Read/Write Web writes that Diller will continue to run IAC, which will keep Ask, Evite, and some 30 other online properties, and the remaining companies will be Ticketmaster, HSN (the Home Shopping Network), Lending Tree, and Interval International (vacation timeshares). From the IAC press release:
“We’ve been a complex enterprise almost from the very beginning 12 years ago, with hundreds of transactions over those years. And while we’ve created a lot of value, I’ve always believed our complexity and many mouthfuls of sentences to explain who we are and what our strategy is have hampered clarity and understanding with all our constituencies, particularly investors,” said Barry Diller, Chairman and Chief Executive Officer of IAC. “One of the reasons we’ve stayed with some of our more transactional businesses is that we needed their earnings to allow us to invest in emerging Internet businesses. Now that we have real scale in the pure Internet units, it makes nothing but sense to me to reorganize the whole.”

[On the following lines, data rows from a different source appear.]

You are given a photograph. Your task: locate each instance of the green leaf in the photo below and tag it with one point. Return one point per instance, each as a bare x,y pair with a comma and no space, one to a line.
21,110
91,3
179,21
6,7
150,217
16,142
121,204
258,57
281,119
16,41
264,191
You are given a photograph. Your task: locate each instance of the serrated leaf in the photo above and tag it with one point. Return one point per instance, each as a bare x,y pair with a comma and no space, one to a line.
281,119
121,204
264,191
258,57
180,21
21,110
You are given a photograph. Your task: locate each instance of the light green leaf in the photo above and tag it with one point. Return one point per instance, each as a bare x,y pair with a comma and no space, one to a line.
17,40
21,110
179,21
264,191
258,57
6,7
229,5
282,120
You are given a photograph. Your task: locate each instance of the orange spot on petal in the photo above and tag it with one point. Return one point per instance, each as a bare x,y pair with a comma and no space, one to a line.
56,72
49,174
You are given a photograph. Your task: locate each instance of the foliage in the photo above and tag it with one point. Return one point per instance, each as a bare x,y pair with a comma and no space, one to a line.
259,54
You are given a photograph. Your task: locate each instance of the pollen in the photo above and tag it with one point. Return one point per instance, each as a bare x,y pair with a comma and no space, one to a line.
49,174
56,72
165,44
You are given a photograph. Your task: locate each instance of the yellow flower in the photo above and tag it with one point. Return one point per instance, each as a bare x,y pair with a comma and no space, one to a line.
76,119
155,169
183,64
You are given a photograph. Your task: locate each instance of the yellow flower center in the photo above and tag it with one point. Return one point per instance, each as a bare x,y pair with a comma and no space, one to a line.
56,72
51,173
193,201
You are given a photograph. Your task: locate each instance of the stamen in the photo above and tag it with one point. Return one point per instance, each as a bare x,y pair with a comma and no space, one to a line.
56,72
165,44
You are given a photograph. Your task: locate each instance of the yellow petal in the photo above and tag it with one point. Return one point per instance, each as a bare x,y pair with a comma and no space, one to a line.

The announcement buried news that Ask.com had secured a five-year, $3.5 billion deal with Google, renewing a relationship in which Google will handle Ask’s sponsored listings - not a bad deal for fourth-place engine Ask. TechCrunch notes that “Currently, Ask.com makes up 10 percent of Google’s ad revenues
from partner sites, or about $100 million a quarter. The new five-year deal assumes that will increase to $175 million per quarter. So something is working.”